The faculty’s newest course offers hands-on research assistant experience for new students
This fall term, 20 humanities students were the first to get hands-on research opportunities through the faculty’s newest seminar: HUMA 295: Discovering Humanities Research.
“I’m a firm believer in experiential learning,” said UVic linguistics professor and Humanities Associate Dean of Research Dr. Alexandra D’Arcy. “I’ve always believed that the best way to learn and to figure out how theory applies in the real world is to actually carry out the research yourself.”
D’Arcy, who teaches and helped create the course, seeks to introduce first-year students to the interdisciplinary and multidisciplinary nature of humanities research through a focus on experiential learning.
What separates the course from many others in the humanities is its research practicum. Students in the sciences and social sciences often have more hands-on learning opportunities, such as labs. But at UVic, D’Arcy says those opportunities are more rare in the humanities.
HUMA 295 offers nine different Social Sciences and Humanities Research Council-funded projects for their students to pick from. These projects come from a variety of different departments within the faculty such as Gender Studies, Greek and Roman Studies, Linguistics, Medieval Studies, English, and many others. Students get the opportunity to pick their top three placements from the list of projects and hope for their first choice. Once accepted, students work alongside their primary investigator as a research assistant for 10 hours of research work.
Alongside the practicum, students also get the opportunity to hear from 14 different guest lecturers during class time and are asked to interview three other faculty members about their work.
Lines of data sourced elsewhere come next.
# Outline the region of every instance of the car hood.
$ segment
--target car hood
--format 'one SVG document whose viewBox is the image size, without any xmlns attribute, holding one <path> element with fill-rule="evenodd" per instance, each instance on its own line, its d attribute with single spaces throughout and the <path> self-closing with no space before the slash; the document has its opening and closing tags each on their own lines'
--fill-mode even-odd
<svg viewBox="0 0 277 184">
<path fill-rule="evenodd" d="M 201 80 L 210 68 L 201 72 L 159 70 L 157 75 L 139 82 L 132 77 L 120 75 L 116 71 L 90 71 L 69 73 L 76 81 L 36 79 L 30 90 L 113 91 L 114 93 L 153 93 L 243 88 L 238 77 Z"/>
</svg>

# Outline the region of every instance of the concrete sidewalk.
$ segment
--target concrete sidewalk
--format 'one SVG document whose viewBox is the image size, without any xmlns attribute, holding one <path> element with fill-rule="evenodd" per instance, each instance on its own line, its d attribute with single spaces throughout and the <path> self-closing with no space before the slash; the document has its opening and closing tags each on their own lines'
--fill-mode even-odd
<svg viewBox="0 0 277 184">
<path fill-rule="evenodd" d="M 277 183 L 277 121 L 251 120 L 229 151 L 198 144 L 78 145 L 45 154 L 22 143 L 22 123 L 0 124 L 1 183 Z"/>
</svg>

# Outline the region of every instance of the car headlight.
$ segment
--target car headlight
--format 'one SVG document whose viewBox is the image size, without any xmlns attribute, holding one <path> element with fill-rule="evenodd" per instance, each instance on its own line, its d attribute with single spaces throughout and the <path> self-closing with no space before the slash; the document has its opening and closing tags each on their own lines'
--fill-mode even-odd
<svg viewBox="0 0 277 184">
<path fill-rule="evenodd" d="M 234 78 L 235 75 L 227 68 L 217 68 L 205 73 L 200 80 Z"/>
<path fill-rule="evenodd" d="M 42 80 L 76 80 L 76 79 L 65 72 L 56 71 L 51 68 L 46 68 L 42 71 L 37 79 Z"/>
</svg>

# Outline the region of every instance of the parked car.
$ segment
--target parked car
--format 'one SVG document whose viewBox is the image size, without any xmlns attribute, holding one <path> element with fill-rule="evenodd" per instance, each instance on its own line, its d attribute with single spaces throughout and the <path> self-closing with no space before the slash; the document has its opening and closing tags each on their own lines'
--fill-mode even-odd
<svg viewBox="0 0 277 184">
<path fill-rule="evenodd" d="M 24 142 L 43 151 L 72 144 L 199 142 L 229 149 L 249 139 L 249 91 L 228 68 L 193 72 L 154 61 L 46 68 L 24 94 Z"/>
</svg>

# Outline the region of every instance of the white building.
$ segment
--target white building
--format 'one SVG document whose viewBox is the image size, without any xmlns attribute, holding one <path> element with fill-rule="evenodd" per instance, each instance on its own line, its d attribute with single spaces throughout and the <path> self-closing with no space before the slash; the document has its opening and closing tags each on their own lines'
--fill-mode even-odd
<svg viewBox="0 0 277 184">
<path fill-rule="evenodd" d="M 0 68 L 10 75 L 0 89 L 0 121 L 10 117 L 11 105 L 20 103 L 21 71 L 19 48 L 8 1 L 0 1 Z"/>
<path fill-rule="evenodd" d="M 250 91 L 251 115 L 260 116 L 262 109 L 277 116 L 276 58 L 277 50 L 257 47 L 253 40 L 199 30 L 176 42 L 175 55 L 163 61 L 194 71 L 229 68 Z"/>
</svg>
In total, these 20 students get the opportunity to engage with roughly 60 members of the Faculty of Humanities.
The course aims to help humanities students “see and appreciate the multidisciplinary disciplines of humanities and what humanities are really about at their core,” said D’Arcy.
“You can say to someone that humanities are about exploring what it means to be human but that’s really difficult to put into context … being able to translate the value of the humanities outside of the humanities is perhaps one of the most important skills of a contemporary academic.”
Though originally set as a one-time seminar, the course has recently been confirmed by an internal humanities committee to be regularized. The course will be renamed “Exploring Humanities Research,” and will be renumbered as HUMA 180. However, the new course will not be open to everyone. Due to its required resources and small class size, the course will be restricted to students entering the university with an average of 90 per cent or above.
But don’t let that get you down. D’Arcy claims that, “the desire is to open up other pathways into the course [moving forward].”
The course is only possible due to the generosity of researchers in the humanities, who have welcomed students in and made space for them on their projects. For D’Arcy, one of the unique aspects of the course is that it exposes students to how academic work in the humanities applies to everyday life.
“What I find most exciting about HUMA 295 is the way it exposes students to so many ways of thinking about what it means to be human and … it makes them think about how to situate and embed that question in broader societal concerns and issues.”
“So that [students] see that the relevance of the humanities is both richly scholarly and academic but that it’s also profoundly public in that they have resonance in the everyday, quotidian aspects of being human.”